Cholinergic ion secretion was assessed in the absence and presence of
cAMP-dependent stimulation. Transepithelial voltage and
Isc were measured in rectal biopsies from non-CF
and CF individuals by means of a perfused micro-Ussing chamber. Under
baseline conditions, CCh induced a positive Isc in
CF rectal biopsies but caused a negative Isc in non-CF subjects.
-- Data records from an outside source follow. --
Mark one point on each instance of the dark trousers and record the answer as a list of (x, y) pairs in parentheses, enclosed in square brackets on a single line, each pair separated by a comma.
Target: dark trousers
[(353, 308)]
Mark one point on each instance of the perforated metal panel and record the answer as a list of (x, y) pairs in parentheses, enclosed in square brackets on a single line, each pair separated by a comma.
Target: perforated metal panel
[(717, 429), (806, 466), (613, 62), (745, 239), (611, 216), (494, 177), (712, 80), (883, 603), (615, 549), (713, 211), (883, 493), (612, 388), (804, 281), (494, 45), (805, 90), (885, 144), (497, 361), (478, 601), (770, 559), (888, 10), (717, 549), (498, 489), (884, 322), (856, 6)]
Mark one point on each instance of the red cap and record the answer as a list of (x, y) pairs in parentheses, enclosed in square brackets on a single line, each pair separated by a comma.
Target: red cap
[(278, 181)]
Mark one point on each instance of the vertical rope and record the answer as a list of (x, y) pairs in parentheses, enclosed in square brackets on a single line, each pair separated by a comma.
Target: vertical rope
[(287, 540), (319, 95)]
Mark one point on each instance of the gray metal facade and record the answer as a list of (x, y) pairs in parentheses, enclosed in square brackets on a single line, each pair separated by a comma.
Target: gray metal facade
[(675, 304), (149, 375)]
The CCh-induced negative Isc in
non-CF biopsies was gradually reversed to a positive response by
incubating the biopsies in indomethacin. The positive
Isc was significantly enhanced in CF and was caused
by activation of a luminal K+ conductance, as shown by the
use of the K+ channel blockers Ba2+ and
tetraethylammonium. Moreover, a cAMP-dependent luminal K+
conductance was detected in CF individuals. We conclude that the cystic
fibrosis transmembrane conductance regulator is the predominant
Cl
channel in human distal colon. Unlike human
airways, no evidence was found for an alternative Cl
conductance in native tissues from CF patients. Furthermore, we
demonstrated that both Ca2+- and cAMP-dependent
K+ secretion are present in human distal colon, which
are unmasked in rectal biopsies from CF patients.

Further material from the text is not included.